Fig. 5: Depletion of LRRC58 stabilizes CDO1 and regulates hepatic cholesterol and fatty acid metabolism.
From: Covariation MS uncovers a protein that controls cysteine catabolism
a–c, Proteomics analysis (a) and LRRC58 (b) and CDO1 (c) abundance in the liver of WT and LRRC58KD mice. Tissue specificity of LRRC58 knockdown is shown in Extended Data Fig. 9b,c. LRRC58KD, n = 8 male mice; scr, n = 7 male mice. Number of mice was limited by the throughput of a tandem mass tag (TMT) plex for proteomics. d, Hepatic cholesterol levels in WT and LRRC58KD mice.

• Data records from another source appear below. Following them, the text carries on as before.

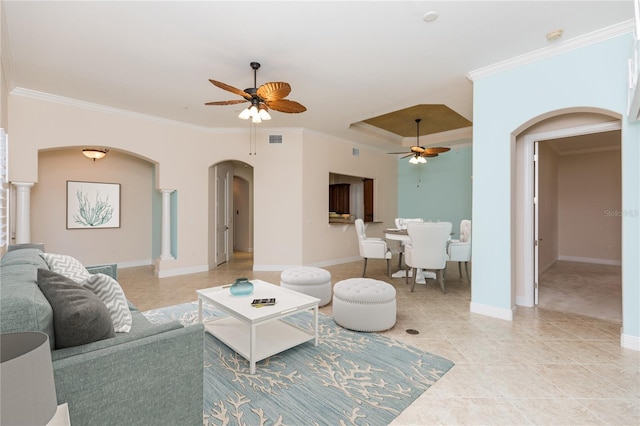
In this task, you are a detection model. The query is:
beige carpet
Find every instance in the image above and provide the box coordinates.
[538,261,622,323]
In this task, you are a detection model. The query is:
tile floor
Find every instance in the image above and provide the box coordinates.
[118,253,640,426]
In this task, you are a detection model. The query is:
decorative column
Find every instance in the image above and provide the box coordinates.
[11,182,33,244]
[159,189,175,260]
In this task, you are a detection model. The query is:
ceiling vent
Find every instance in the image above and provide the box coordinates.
[269,135,282,143]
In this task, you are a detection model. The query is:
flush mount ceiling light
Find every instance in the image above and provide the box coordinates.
[547,30,564,41]
[82,148,109,161]
[422,10,438,22]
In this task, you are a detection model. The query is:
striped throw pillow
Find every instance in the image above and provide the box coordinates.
[40,253,91,284]
[82,274,133,333]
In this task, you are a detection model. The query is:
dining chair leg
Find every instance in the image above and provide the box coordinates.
[411,268,418,293]
[436,269,447,293]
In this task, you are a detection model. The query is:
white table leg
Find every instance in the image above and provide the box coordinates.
[249,324,256,374]
[313,305,318,346]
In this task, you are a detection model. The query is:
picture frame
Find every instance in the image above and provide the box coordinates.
[67,180,120,229]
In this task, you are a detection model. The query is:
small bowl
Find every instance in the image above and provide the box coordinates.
[229,278,253,296]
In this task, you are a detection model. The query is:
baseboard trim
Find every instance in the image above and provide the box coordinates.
[253,256,364,271]
[156,265,209,278]
[620,334,640,351]
[469,302,516,321]
[118,259,153,269]
[253,265,302,272]
[516,296,533,308]
[558,256,622,266]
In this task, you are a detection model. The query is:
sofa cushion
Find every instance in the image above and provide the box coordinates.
[2,249,49,268]
[51,311,184,363]
[40,253,91,283]
[38,269,115,349]
[0,264,56,349]
[82,273,131,333]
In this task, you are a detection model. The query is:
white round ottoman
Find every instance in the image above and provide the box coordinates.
[280,266,331,306]
[333,278,396,331]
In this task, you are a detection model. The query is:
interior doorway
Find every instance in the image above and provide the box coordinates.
[208,161,253,269]
[514,115,622,319]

LRRC58KD, n = 12 male mice; scr, n = 11 male mice. e, Hepatic cysteine levels in WT and LRRC58KD mice. LRRC58KD, n = 12 male mice; scr, n = 11 male mice. f, 13C215N1-taurine abundance in liver of scr and LRRC58KD mice following intravenous administration of 13C615N2-labelled l-cystine for 30 min. LRRC58KD, n = 9 male mice; scr, n = 9 male mice. g, Hepatic total bile acid (BA) levels in WT and LRRC58KD mice. LRRC58KD, n = 12 male mice; scr, n = 11 male mice. h, Biliary cholesterol levels in WT and LRRC58KD mice. LRRC58KD, n = 12 male mice; scr, n = 9 male mice (gallbladder extraction failed for 2 mice). i, Hepatic triacylglyceride (TG) levels in WT and LRRC58KD mice. LRRC58KD, n = 11 male mice; scr, n = 11 male mice. j, Hepatic abundance of fatty acyl-carnitines in WT and LRRC58KD mice. LRRC58KD, n = 12 male mice; scr, n = 11 male mice. k, Hepatic cholesterol levels measured in DO mice livers with highest (top 8%) LRRC58 abundance compared with lowest (bottom 8%) LRRC58 abundance. Two-tailed Student’s t-test for pairwise comparisons (a–k). Data are mean ± s.e.m.